BinderHub HTTPS

Hi,

I just did a basic BinderHub deployment in GCP, but I really just want to get to the next level. For that I simply need some help to wrap my head around documentation on this.
https://binderhub.readthedocs.io/en/latest/https.html

I got passed the deprecated syntax since I am using helm v3. BUT then it simply derails for me (I have not done a helm update yet because I don’t understand. And I don’t like to deploy something that I don’t understand).
We agree that the we have TWO IP’s in play by default when deploying a BinderHub setup. One for the BinderHub page and one for the JupyterHub. That makes sense also in the config.yaml where we route between those two.

But as I read the #latest documentation on HTTPS and cert-manager I simply rely on ONE IP with two different A records. How does that resolve the internal routing from the BinderHub page to the JupyterHub page? Is something missing in the guide or am I simply a total noob when it comes to such a setup (which I am). But please enlighten me! I REALLY want to understand! :slight_smile:

So far thanks for a super cool open source project!

1 Like

Where did you get the idea of having two IPs? Most BinderHub deployments have one public IP and two hostnames (one for the binderhub and one for jupyterhub). The ingress controller (for example nginx) decides based on the Host: header the browser sends which of the two the browser wants to talk to.

For example https://gke.mybinder.org/ is where you talk to our BinderHub and https://hub.gke.mybinder.org/hub/api is where you reach the JupyterHub. Both hostnames point to the same IP (even more correctly hub.gke2.mybinder.org is a CNAME record pointing to gke2.mybinder.org).

ccert-manager is what the kubernetes community seems to have settled on as the tool for sorting gout let’s encrypt certificates. Unfortunately it is pretty “full on kubernetes” in the way it “thinks” and works. Something that helped me a lot get to grips with it and understand how it “ticks” is to follow the cert-manager guide to the letter and deploy some very simple single pod apps that request a hostname.
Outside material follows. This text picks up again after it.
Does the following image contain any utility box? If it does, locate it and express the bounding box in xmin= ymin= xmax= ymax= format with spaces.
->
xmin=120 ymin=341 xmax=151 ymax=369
That way you can get a bit of practice before then adding the complexities off a BinderHub deploy on top.


Yes our HTTPS guide could do with some tender love and care. As all docs it is ~constantly out of date :-/

Thanks for clearing a boy of my confusion out :slight_smile:

I got the idea about two IPs from the facts that I can enter both the http binderhub IP and get the binderhub page and I can enter the jupyterhub IP and e.g. get the admin page. And I thought those two should know about eachother. Or atleast the binderhub page should know where the jupyterhub service was running.
Like from the initial docs:
"
Copy the IP address under EXTERNAL-IP. This is the IP of your JupyterHub. Now, add the following lines to config.yaml file:

config:
BinderHub:
hub_url: http://
Next, upgrade the helm chart to deploy this change:
"
How does binderhub know “where to go”, if it only gets a direction from an A record pointing at the same IP? My jupyterhub is running behind that external IP. If I change this with an arbitrary A record for nginx ingress I fail to see how that will work? If it is totally idiotic question I am really sorry! :-/

There are also these initial docs (again sorely out of date!) that may help

Thanks for the link! I will have a look :slight_smile:

I get the mechanism about certificates, but how do we ensure that changing the config.yaml from:

config:
  BinderHub:
    hub_url: http://"EXTERNAL IP FOR JUPYTERHUB SERVICE"

which comes from:

X@cloudshell:~/binderhub (Y)$ kubectl --namespace=Z get svc proxy-public
NAME           TYPE           CLUSTER-IP    EXTERNAL-IP      PORT(S)        AGE
proxy-public   LoadBalancer   INTERNAL   EXTERNAL   80:30261/TCP   7m57s

to

config:
  BinderHub:
    hub_url: https://"JUPYTERHUB A RECORD FOR NGINX INGRESS"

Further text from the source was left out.